Inti persoalan kemudian digeser dari masalah prinsip kehidupan manusia dan lingkungannya ke persoalan yang bersifat teknis perusahaan, yang berakhir pada masalah perhitungan antara untung dan rugi. Padahal, CSR berkaitan juga dengan kelangsungan kehidupan setiap korporasi.
Meskipun demikian, patut dicatat, memahami persoalan dunia usaha di Indonesia memang membutuhkan pendekatan lebih khusus.
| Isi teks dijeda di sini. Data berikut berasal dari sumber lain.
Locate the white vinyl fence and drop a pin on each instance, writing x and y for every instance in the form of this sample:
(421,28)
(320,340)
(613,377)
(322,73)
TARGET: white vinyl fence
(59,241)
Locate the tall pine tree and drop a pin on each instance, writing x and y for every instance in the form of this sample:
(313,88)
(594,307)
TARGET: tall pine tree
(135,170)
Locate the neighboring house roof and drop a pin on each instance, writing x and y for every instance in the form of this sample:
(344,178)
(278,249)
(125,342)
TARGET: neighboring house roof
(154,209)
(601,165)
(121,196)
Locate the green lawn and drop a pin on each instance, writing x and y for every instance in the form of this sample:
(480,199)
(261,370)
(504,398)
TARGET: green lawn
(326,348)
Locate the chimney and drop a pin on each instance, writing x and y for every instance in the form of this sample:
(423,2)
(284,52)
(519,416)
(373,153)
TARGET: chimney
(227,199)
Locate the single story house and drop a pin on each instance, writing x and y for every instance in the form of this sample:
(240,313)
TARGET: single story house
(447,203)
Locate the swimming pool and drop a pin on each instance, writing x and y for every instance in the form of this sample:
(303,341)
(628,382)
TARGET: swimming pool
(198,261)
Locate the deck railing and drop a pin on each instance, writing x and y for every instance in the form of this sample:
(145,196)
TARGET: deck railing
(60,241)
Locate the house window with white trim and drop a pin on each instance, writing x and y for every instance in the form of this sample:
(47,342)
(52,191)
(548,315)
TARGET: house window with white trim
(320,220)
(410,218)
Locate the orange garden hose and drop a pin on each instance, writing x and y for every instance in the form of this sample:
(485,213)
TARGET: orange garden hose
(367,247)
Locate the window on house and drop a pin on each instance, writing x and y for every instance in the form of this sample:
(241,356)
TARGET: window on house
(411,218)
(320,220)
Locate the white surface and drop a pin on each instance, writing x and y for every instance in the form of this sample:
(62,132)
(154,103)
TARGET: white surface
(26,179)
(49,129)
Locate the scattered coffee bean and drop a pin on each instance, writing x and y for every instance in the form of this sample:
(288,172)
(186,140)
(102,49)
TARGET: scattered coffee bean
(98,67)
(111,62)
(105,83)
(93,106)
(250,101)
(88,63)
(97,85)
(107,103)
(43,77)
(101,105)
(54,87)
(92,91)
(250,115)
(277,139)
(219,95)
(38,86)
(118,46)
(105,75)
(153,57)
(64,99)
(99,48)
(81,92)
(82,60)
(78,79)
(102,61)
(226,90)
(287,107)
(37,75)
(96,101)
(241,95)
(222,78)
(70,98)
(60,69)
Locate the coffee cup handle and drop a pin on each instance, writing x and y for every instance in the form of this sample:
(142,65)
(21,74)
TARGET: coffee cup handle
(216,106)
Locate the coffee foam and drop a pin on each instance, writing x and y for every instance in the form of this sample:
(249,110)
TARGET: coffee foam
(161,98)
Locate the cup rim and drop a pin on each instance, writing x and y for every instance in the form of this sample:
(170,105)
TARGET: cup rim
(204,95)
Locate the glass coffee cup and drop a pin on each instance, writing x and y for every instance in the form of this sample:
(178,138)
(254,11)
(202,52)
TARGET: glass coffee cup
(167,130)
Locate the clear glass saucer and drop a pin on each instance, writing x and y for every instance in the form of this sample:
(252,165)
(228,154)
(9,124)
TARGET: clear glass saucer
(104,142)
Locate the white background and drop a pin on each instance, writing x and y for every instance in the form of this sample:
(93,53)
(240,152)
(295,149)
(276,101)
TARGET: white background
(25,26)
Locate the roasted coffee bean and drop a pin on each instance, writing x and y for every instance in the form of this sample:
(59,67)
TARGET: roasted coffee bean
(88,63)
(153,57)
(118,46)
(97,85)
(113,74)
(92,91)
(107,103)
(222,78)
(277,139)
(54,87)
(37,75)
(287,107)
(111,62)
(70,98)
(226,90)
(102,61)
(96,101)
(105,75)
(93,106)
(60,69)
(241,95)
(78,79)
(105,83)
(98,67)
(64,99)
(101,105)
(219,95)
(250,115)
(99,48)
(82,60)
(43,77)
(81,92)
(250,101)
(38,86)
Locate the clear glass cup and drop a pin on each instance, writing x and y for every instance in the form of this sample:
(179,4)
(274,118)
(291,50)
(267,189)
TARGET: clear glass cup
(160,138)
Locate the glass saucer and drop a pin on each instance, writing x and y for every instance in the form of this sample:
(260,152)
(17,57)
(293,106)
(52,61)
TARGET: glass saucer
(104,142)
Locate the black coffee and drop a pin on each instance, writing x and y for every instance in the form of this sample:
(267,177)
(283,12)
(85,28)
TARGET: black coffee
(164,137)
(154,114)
Jangan berharap berbicara tentang CSR di belahan Bumi yang lain akan sama nikmatnya jika berbicara soal yang sama dalam konteks Indonesia.
Di belahan Bumi yang lain, ketika korupsi dibabat habis dan seluruh mata rantai birokrasi dibereskan dengan memberikan tekanan kepada pemberesan kelembagaan hukum, reformasi birokrasi, remunerasi, dan reformasi hukum berjalan, dunia usaha mulai bergerak pasti dan siap bicara soal CSR dalam konotasi yang pahit sekalipun.
Sementara itu, di wilayah Nusantara, pengusaha harus berhadapan dengan semua urusan yang berkonotasi uang, birokrasi yang panjang dan melelahkan, kepastian hukum yang masih menjadi angan-angan, merosotnya daya saing, seretnya kredit dari perbankan, relatif tingginya pajak badan yang dikenakan negara, dan serentetan masalah lainnya yang membuat dunia usaha bagaikan hidup segan mati tak hendak.
Dalam situasi seperti itu, sangat masuk akal jika adopsi terhadap semua prinsip-prinsip yang berlaku di negara yang faktor kelembagaan ekonomi, sosial, budaya, hukum, dan politiknya sudah tertata dengan baik menjadi tak dapat bekerja dengan baik ketika dicoba untuk diterapkan di Indonesia.
Masalahnya tidak terletak pada adanya UU PT yang baru, tetapi lebih terletak pada bagaimana pemerintah memberikan ruang yang luas pada kenyamanan berusaha dengan memerhatikan faktor kelembagaan sebagai faktor yang dominan sebelum adopsi terhadap konsep apa pun hendak dijalankan.
Bantahan terhadap kelemahan ini dapat dilakukan, tetapi tetap saja akan sia-sia. Sebab, bukankah angin tak dapat ditutupi dan asap tak dapat digenggam?